Those changes are based on sampling of more than 84,000 farm operators, including 1,900 in Wisconsin, according to the report issued on March 31 by the National Agricultural Statistics Service (NASS) and its Wisconsin field office.

If the forecast is realized, corn would be planted on 89.996 million acres this year compared to 94.004 million in 2016. Soybean acres would jump to 89.482 million from 83.433 million in 2016.

Wisconsin statistics

In Wisconsin, the survey predicts the planted acres of soybeans would be up to a record high of 2.15 million compared to 1.98 million in 2016. In part because of the prospects on the economics, the Extension Service's soybean specialist Shawn Conley expects that the state's soybean acreage could hit 2.25 million this year.

Based on the survey, Wisconsin's corn acreage would slip by 50,000 from last year to a total of 4 million this year. That would be the same as the state's planted corn acres in 2015.

Local perspectives

From a local perspective, grain merchandiser Brad Jaeger of the Country Visions Cooperative site near Chilton in Calumet County is aware that a few customers are considering more soybeans this year. But it's not easy to get a good handle on any acreage trend changes, in part because the futures prices of soybeans have been dropping during the past month, he notes.

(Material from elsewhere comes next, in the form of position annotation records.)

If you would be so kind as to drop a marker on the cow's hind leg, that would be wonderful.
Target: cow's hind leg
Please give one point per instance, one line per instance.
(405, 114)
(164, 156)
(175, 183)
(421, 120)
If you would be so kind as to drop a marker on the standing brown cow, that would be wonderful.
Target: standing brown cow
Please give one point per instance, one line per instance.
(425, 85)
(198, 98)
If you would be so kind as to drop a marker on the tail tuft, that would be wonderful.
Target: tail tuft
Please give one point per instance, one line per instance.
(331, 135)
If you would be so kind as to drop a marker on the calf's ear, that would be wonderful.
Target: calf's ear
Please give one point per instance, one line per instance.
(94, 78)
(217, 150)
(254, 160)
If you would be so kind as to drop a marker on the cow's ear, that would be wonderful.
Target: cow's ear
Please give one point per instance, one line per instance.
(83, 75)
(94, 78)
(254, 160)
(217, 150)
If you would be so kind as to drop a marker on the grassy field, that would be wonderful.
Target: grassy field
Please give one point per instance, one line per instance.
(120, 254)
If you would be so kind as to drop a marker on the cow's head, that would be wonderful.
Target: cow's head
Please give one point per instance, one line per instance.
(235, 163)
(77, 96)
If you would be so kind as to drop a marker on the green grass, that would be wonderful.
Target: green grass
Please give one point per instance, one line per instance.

What's more significant in the local area is the cutback by canning crop processors on acreage contracts for this year, Jaeger points out. That'll free more acres for growing of corn that large area dairies buy for silage, he adds.

In general, Jaeger expects area farmers to stay fairly close to their normal crop rotations in choosing between corn, soybeans, and other crops. Whatever the price happens to be, nearly all farmers believe that they need to be growing some corn, he observes.

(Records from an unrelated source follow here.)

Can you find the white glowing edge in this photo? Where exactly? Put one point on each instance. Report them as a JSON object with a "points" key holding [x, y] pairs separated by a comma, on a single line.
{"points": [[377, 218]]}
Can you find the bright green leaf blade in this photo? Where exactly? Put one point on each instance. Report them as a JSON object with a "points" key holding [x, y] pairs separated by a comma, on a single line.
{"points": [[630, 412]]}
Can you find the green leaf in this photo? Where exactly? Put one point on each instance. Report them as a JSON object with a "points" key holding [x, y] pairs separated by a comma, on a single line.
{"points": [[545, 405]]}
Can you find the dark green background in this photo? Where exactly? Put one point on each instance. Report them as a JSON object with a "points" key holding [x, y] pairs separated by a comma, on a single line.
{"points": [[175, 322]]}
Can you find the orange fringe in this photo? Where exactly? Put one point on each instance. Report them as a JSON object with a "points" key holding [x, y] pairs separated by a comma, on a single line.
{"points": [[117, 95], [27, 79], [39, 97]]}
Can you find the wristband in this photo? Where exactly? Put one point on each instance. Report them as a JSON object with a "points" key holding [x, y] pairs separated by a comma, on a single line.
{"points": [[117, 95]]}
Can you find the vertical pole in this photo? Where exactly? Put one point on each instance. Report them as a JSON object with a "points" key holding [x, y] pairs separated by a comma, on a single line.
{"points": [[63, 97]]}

At Poplar Farms Sales and Service, which has most of its customers in Manitowoc County along with a few in Brown and Calumet counties, owner Bill Brunner doesn't detect much change in acreage plans by dairy farmers and cash crop growers who follow their planned crop rotations. He notes that seed sales are steady to up slightly.

Brunner cited the possibility of the loss of some alfalfa stands because of the winter and early spring weather. In those cases, he expects little more than a switch in acres – corn to follow a lost alfalfa and a new seeding of alfalfa on acres once intended for corn this year.

Other crop outlooks

Among other major national crops, the prospective planting survey suggest a 5 percent cutback for oats to a national total of 2.699 million acres. In Wisconsin, oats plantings are projected at 210,000 acres – the same as in 2016 but down from 280,000 in 2015.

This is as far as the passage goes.